Orientação Profissional

- Filho, o que queres ser quando fores grande?
- Ainda bem que perguntas isso, pai. Eu quero ser rabejador.
- Rabejador? Ó filho, mas que raio de profissão é essa? Isso não é profissão de futuro. Tu não sabes que querem acabar com as touradas?
- Ó pai, eu tenho orgulho nas minhas raízes étnico-culturais. É uma coisa que me define. Pensei fazer rendas de bilros, ou chocalhos, mas a minha vocação é mesmo rabejador. Sinto-o nas veias, a pulsar-me nas entranhas.
- Sim, filho, compreendo-te, todos nós sentimos essa pulsão de rabejar, mas tens que pensar no teu futuro. Ser rabejador não garante que venhas a ter uma vida estável. Já pensaste que quando quiseres fazer um crédito à habitação te perguntarão a tua profissão? E que dirás tu? "Sou rabejador". "É rabejador do quadro, vinculado ou contratado?" - perguntar-te-ão. E tu que dirás? Não há quadros de rabejadores, queria queixar-me ao sindicato, mas também não há um sindicato de rabejadores. Os rabejadores são discriminados, ninguém luta pelos nossos direitos. Tentámos fazer uma marcha pela Avenida da Liberdade, mas não nos autorizaram. Tiveram medo que encravássemos o trânsito. Nem mesmo o Bizet fez uma ária chamada Rabejador. E teria ficado muito bem:

Rabejador, en garde! Rabejador, Rabejador!

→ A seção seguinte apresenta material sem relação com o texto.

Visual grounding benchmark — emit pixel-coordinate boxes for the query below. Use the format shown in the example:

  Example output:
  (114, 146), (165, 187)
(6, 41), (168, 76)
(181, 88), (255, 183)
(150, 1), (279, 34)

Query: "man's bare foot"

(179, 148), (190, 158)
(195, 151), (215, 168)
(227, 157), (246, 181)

Et songe bien, oui, songe en combattant
Qu'un oeil noir te regarde,
Et que l'amour t'attend,
Rabejador, L'amour t'attend!
Et songe bien, oui, songe en combattant
Qu'un oeil noir te regarde,
Et que l'amour t'attend,
Rabejador, L'amour t'attend!

- Mas, paizinho, eu nunca quis ser bombeiro ou astronauta ou jogador de futebol... Tudo o que eu quero ser é rabejador. Porque não o posso ser? Porque haverá gente tão vil que me impeça de concretizar o meu sonho, eu que sou tão novo e nunca fiz mal a ninguém?

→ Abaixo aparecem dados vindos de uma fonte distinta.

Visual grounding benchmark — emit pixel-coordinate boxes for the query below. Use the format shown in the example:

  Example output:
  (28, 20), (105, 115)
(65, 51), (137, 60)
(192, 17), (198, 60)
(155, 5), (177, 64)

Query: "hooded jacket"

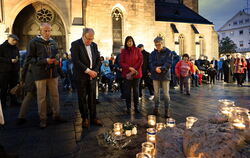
(26, 36), (59, 81)
(0, 40), (20, 73)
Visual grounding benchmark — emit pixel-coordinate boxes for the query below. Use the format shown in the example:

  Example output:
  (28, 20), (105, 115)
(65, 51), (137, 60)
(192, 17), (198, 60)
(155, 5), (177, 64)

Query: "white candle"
(148, 115), (156, 127)
(166, 118), (175, 127)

- Lamento, meu filho, mas assim é a nossa gente. Se quiseres podes fazer tapetes de Arraiolos ou pastéis de Tentúgal, são igualmente étnicos e não ofendem as minorias, mas rabejador, é que não pode ser.
- Mas não haverá um Curso de Educação e Formação de Rabejador? Algo assim prático..
- Talvez haja, meu filho, lá para a Moita do Ribatejo ou Vila Franca de Xira, mas nós não temos posses para te mandar estudar para um sítio desses.
- Mas se os outros meninos vão para Braga, ou Castelo Branco, ou Coimbra...
- Sim, mas não vão ser rabejadores. Serão solicitadores ou designers de interiores ou nutricionistas, e para isso há subsídios e apoios. Para rabejador não há nada, e nós não podemos suportar a despesa.
- Então terei que ser assessor de imprensa ou relações públicas?
- Receio que sim, meu filho. Não há futuro na rabejação.
- Mas as minhas raízes étnico-culturais...
- Olha, filho, se fazes tanta questão disso vamos mandar-te estudar nas Caldas.